Conclusions du Congrès de Madrid sur la souveraineté technologique européenne (3, 4 et 5 octobre 2005)

par Eduardo Martinez de la Fé, initiateur du Congrès
21 novembre 2005

Voir le site du Congrès http://www.soberaniatecnologica.com/

Présentation des conclusions du 2e CONGRÈS sur la SOUVERAINETÉ TECHNOLOGIQUE DE L'EUROPE
Centre de Conventions de l'Hôtel Meliá Castilla
Madrid, les 5, 6 et 7 octobre 2005


Le 2e Congrès sur la Souveraineté Technologique de l'Europe, faisant suite au premier de ce genre tenu à Paris en juin 2004 (http://www.europe-puissance-scientifique.org/), s’est déroulé dans le Centre de Conventions de l'Hôtel Meliá CastillA de Madrid les 5, 6 et 7 octobre 2005.

Pendant le congrès, ont été prononcées dix conférences magistrales et tenues douze tables rondes. Un total de 521 personnes se sont inscrites, auxquelles il faut ajouter 170 collaborateurs envoyés par les entreprises en qualité de contributeurs, ce qui élève le niveau de participation à presque 700 experts.

Au congrès ont été représentées les principales institutions européennes et espagnoles: le Parlement Européen, la Direction Générale de la Recherche de la Commission Européenne, l'Agence Spatiale Européenne, l'Union Paneuropéenne Internationale, représentée par son président, M. Alain Terrenoire, ainsi que The Open Geospacial Consortium, Eurocontrol, entre autres.
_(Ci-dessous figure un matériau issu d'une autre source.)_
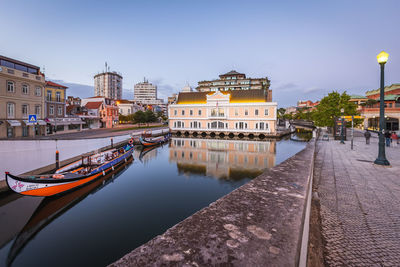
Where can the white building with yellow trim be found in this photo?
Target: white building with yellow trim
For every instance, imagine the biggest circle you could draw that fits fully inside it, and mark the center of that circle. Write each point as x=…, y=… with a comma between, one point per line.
x=246, y=112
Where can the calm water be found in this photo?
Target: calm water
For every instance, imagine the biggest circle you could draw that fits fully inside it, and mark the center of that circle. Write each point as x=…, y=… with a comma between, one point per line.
x=103, y=221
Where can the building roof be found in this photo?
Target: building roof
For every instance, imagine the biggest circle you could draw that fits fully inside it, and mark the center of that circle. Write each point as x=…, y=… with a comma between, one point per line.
x=390, y=98
x=232, y=72
x=19, y=62
x=357, y=97
x=236, y=96
x=53, y=84
x=93, y=105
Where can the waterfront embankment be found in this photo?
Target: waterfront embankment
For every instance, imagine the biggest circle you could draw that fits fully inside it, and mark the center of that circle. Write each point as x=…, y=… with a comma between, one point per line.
x=258, y=224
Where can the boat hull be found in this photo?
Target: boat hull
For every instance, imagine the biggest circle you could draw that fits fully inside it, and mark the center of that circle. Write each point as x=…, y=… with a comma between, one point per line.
x=45, y=188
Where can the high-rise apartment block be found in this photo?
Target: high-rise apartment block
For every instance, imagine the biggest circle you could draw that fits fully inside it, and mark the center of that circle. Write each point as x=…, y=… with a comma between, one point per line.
x=108, y=84
x=146, y=93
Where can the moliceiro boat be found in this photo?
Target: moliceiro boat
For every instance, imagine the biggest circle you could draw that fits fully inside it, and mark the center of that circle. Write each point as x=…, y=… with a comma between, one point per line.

En ce qui concerne les institutions espagnoles on souligne particulièrement la participation de l'Institut National de la Technique Aérospatiale (INTA), appartenant au Ministère de la Défense, le Centre pour le Développement Technologique et Industriel (CDTI), appartenant au Ministère de l'Industrie, et la Direction Générale de Politique Technologique, appartenant au Ministère de l'Éducation et de la Science, diverses universités, l'École d'Organisation Industrielle, l'Association espagnole de Planification Stratégique, la confédération patronale CEOE et l'Union Professionnelle, ainsi que les différentes associations d’ingénieurs, comités spécialisés de l'Institut de l'Ingénierie de l'Espagne et d’importants groupes de communication comme le Groupe Prisa, éditeur du journal El Pais.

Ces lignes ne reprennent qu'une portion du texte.